When we started seeing more and more announcements around security incidents or alleged security-related incidents, the gut reaction of legislators was to create more regulation. The more regulations you create, the more important a regulator you are.
It really came to the point where it created a heavy burden on organisations, especially multi-national organisations.
What we are seeing now is nations trying to globalise on single standards. Will it happen next year? It will start happening. Legislators are taking their time.
I think it is a process that has started happening and it is a business need, so it will happen.
You also believe social networking will improve. What have you seen to justify this prediction?
We are seeing almost every week another improvement that Facebook is trying to incorporate into their security settings, not only their privacy settings - device profilings and one-time passwords through mobile devices and so on.
They have announced the introduction of their new email service [expected to be unveiled today]. This is certainly a dramatic change in Facebook's state of mind you cannot treat email servers and email messages the way you treat social network profiles. That is a whole different story.

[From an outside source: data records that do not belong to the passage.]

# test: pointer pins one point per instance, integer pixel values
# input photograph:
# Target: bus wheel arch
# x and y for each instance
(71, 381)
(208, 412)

My guess is that these two things are going to go hand-in-hand their entry into more business-side applications and, of course, the improvement in security because you cannot go into the business environment by just improving privacy. You need to take care of security, you need to make sure you do not end up as a platform for malware distribution. This is good news for us.
Another prediction is that insider threats will increase. Why so?
It is going to be a growing awareness issues because we are going to see more incidents.
Take, for example, the latest regulations and best practices in the UK. What they are really emphasising is not the security of the information but rather a disclosure of breaches.
What we're going to see [are] incidents that were, until now, concealed or privately closed, becoming public, because it was very easy for enterprises to not report incidents.
Now, with the new regulations, it will be easier for them to report rather than try to conceal them.
The good result of this will be when we see the real scale of the problem. The next step would be to actually take care of it and mitigate the risks.
So far, the regulation was more about disclosing rather than protecting. I think that once you have reached a certain degree about disclosure you cannot disregard the problem anymore and you must take action to really prevent a breach from happening.